WHEN I HEARD THE NEWS, all I could think was, "Oh no, not again!"


No, I’m not talking about the Airbus A-300 that crashed into my home borough of Queens Monday morning.

I refer to the more ominous events reported by cyber-journalist Matt Drudge the night before.

The headline read, "Big Media Florida Recount: Gore Topped Bush If All Under/Over Votes Counted."

The myth of the stolen election had returned.

Why do I call Drudge’s story "more ominous" than the plane crash? Let me explain.

The crash of American Airlines Flight 587 was jarring. Most New Yorkers assumed that the terrorists had struck again (and, frankly, most of us still do).

But what of it? A plane crash, when you get right down to it, is still just a plane crash. A thousand more like it could never shake the foundations of our Republic.

The terrorists may use airliners, anthrax or knapsack nukes, but in the end, the worst they can do is kill us. History teaches that nations can take a lot of killing, without giving in.

The Russians lost over 20 million souls in World War II. Americans cannot fathom such carnage in our darkest nightmares.

Yet many Russian oldtimers look back on what they call the Great Patriotic War with nostalgia.

In his 1976 book The Russians, New York Times correspondent Hedrick Smith recalls a Moscow dinner party at which he asked the guests to name the best period in Russian history.

Ben Levich a dissident scientist in his ‘60s responded, "The best time of our lives was the War."

He explained:

"At that time we all felt closer to our government than at any other time in our lives. It was not their country then, but our country."

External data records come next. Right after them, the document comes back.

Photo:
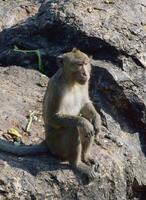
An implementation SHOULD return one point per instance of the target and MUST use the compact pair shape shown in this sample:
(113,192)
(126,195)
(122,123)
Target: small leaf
(14,133)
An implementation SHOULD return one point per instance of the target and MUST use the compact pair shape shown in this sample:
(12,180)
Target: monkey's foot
(89,161)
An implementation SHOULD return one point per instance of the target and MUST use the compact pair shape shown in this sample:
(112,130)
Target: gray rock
(114,33)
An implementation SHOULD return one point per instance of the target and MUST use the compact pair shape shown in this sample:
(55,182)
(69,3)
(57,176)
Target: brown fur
(69,115)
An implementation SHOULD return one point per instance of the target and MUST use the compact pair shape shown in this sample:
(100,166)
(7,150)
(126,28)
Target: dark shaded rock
(114,33)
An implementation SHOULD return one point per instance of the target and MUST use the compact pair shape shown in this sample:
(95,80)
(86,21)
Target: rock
(114,33)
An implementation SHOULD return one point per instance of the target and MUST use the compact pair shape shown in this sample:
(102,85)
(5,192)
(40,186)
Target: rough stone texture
(114,32)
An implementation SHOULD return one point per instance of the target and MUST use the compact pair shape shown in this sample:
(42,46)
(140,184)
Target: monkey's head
(76,65)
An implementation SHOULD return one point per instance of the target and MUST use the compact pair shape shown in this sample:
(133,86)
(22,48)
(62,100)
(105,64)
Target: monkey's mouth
(83,80)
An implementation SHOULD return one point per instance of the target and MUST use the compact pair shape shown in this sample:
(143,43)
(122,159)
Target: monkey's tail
(23,150)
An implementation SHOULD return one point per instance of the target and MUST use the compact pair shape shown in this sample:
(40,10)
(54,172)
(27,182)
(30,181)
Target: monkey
(70,119)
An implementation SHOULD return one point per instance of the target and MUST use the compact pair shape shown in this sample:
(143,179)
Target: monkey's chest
(72,103)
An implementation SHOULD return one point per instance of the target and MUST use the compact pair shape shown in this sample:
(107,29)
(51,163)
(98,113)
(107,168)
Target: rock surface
(114,32)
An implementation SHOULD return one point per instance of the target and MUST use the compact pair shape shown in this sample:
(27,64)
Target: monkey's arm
(60,120)
(23,150)
(89,112)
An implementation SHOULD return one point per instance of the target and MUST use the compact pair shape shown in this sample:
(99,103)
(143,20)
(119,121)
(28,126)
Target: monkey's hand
(96,121)
(87,128)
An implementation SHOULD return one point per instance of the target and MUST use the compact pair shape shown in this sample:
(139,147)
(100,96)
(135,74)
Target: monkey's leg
(87,143)
(75,157)
(65,143)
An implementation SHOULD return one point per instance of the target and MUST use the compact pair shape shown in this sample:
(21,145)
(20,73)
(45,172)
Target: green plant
(37,52)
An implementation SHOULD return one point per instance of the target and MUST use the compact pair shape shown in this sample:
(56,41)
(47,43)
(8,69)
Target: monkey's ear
(90,57)
(60,60)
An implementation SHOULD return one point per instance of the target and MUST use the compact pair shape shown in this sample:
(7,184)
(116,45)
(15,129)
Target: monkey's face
(81,72)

To illustrate, Levich told how the cheka or secret police had once come pounding on his door in the middle of the night in wartime Kazan.

"If some chekist had done that in the thirties, I would have been terrified," he said. "If it had happened after the war, just before Stalin died, it would have been just as frightening. If someone did that now, I would be very worried… But then, during the war, I was absolutely unafraid. It was a unique time in our history."

In fact, the secret police had simply come to fetch Levich to a meeting. They feared that the Germans might be using chemical warfare. Levich was a chemist, so they wanted his opinion. That was all.

Smith reports that the other Russian dinner guests shared Levich’s view. They too remembered the war for all its bloodshed as a rare and blessed moment in their lives, when they temporarily had more to fear from outsiders than they did from each other.

I thought of Levich’s story on September 14, as I watched President Bush on television, speaking at the National Cathedral in Washington.

Bush said, "Today, we feel what Franklin Roosevelt called the warm courage of national unity."

He was right. September 11 for all its horrors had stoked a healing fire of national unity that had warmed us to our bones.

But when I logged onto the Drudge Report on Sunday night, November 11, I felt a blast of cold air instead. For the first time since the attacks, I was afraid.

"Not again," I thought. "Not again."

Do you remember, gentle reader, how it felt to fall asleep on Election Night 2000, warmed by the announcement of Bush’s victory, only to rise the next morning to the astonishing news that Al Gore would not concede?

For the first time in living memory, a ruling party had been voted out yet had refused to step down.

I remember the smiling, chatty newscasters pretending that nothing unusual was happening.

I remember Sean Wilentz a Princeton historian with close ties to the Clinton White House proposing that America hold an unconstitutional "run-off" election, supervised by the United Nations.

I remember 35 sleepless nights, haunted by the faces of Washington, Jefferson and Patrick Henry.

As schoolchildren, we were told how lucky we were to live in a country where no tanks rolled in the streets on election day.

Now I wonder if we can still make that boast.

I do not fear plane crashes, anthrax or knapsack nukes.

But I fear that Americans may never again hold a presidential election in peace.

For that, we can thank the Clinton-Gore team. Bin Laden, in his wildest fantasies, never struck a blow so hard and cruel.